Anexo a um antigo hotel do grupo, o novo custou 1,5 bilhão de dólares. O que conecta as duas propriedades é o cassino, que já existia e foi ampliado. Abarrotado de caça-níqueis, foi alçado a ponto turístico imperdível graças ao novo prédio, que não deve nada a Las Vegas. Em dezembro deste ano fica pronto o primeiro hotel da rede no Brasil. Fica na Praia da Lagoinha, 100 quilômetros ao norte de Fortaleza. Trata-se de um edifício comprido de oito andares que contorna a orla, além de nove predinhos mais afastados que agrupam 360 apartamentos. Os menores, de 37 metros quadrados, têm capacidade para quatro pessoas. Os maiores podem acomodar até oito. Outras 36 casas, algumas com 495 metros quadrados, espalham-se pelo terreno — no qual caberia, com folga, o estádio do Maracanã. Todas têm piscina privativa e hospedam até 12 pessoas. O projeto inclui duas piscinas, três restaurantes, spa e arena para shows.

O resort do grupo no Ceará: 36 casas em terreno com piscinas e casas de shows | Divulgação

A incorporadora responsável é a Venture Capital Investimentos (VCI), que está desembolsando 250 milhões de dólares com o projeto. Mas já há um retorno garantido de mais de 500 milhões de reais. Explica-se: todas as acomodações são vendidas em frações. Cada uma delas corresponde a duas semanas fixas em uma das unidades. O comprador pode desfrutar seus dias no apartamento escolhido, pelo resto da vida, sem desembolsar 1 real pelas diárias. E pode levar quem quiser, respeitando a acomodação máxima do quarto. O único custo extra é a taxa de condomínio, mensal e eterna, de 250 a 800 reais.

Dá para emprestar ao sobrinho? Sem problemas. Não pode viajar em uma de suas semanas? Um sistema de trocas resolve o problema. As semanas não usadas pelos donos e aquelas de propriedade da VCI são oferecidas aos turistas tradicionais, por diárias em torno de 1.200 reais. Não quer ir ao mesmo destino pelo resto da vida? O resort é filiado à RCI, companhia americana especializada na troca de diárias de hotéis que adotam o timesharing — no portfólio dela estão mais de 4.300 empreendimentos em uma centena de países.

“Quem tem uma casa de praia gasta com a compra e com a manutenção e usa só duas vezes por ano. Aqui, só vai pagar pelo que usufruir”, diz Samuel Sicchierolli, presidente e um dos fundadores da VCI. O grupo está construindo um Hard Rock na Ilha do Sol, no Paraná, previsto para junho de 2021. A Hard Rock não gastou 1 dólar com a expansão brasileira. A atuação da companhia americana se limita à operação dos resorts. Para impulsionar as vendas, um Hard Rock Café foi montado em Fortaleza. 
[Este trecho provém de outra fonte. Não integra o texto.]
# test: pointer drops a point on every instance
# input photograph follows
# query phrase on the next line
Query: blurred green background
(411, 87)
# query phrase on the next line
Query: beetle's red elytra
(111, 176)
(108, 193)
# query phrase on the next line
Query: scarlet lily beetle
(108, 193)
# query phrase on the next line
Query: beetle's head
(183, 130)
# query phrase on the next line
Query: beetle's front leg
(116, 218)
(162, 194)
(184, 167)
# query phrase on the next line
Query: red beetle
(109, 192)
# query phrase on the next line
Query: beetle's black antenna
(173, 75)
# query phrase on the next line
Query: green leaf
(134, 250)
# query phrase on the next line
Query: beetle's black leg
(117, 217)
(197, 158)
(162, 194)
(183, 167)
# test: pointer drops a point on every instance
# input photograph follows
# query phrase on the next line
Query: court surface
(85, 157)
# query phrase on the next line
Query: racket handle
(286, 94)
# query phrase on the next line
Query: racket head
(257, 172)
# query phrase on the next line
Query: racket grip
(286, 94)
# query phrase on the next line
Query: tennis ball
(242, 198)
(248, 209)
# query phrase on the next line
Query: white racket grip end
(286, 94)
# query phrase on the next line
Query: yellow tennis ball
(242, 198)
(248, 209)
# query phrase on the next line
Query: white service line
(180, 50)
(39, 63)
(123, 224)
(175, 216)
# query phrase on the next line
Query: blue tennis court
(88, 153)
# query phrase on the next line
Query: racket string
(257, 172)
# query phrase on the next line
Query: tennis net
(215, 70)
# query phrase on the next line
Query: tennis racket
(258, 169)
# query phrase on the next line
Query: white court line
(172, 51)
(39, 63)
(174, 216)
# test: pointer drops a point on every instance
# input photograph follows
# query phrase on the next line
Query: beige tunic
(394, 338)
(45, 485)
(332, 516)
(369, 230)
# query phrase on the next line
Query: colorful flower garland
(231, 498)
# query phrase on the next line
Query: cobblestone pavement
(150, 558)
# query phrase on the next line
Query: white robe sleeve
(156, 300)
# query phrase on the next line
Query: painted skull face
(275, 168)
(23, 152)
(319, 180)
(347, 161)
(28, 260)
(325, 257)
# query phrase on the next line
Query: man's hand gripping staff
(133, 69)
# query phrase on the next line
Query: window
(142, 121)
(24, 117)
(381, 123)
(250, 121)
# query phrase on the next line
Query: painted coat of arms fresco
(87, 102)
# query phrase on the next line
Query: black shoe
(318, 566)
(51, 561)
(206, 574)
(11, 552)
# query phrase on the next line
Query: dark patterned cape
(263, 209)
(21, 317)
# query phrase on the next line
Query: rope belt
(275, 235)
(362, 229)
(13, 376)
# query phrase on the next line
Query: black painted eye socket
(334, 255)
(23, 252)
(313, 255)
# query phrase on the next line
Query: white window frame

Estão previstos resorts Hard Rock em Recife e Natal e outros quatro em parceria com a rede espanhola Eurostar. A VCI também está por trás do Hard Rock da Avenida Paulista, em São Paulo. Em fase de aprovação na prefeitura, esse hotel não terá apartamentos fracionados. O  fim das obras está prometido para 2021. Caso os cassinos sejam liberados no Brasil, o primeiro da rede por aqui já tem endereço definido. Ficará a 20 quilômetros de Florianópolis, onde funciona a Arena Petry. Em breve, ganhará o nome de Hard Rock Live. A área para shows será reformada e vizinha de mais um hotel do grupo, talvez, algum dia, com um cassino. Para a volta da jogatina no Brasil, a trilha sonora está garantida.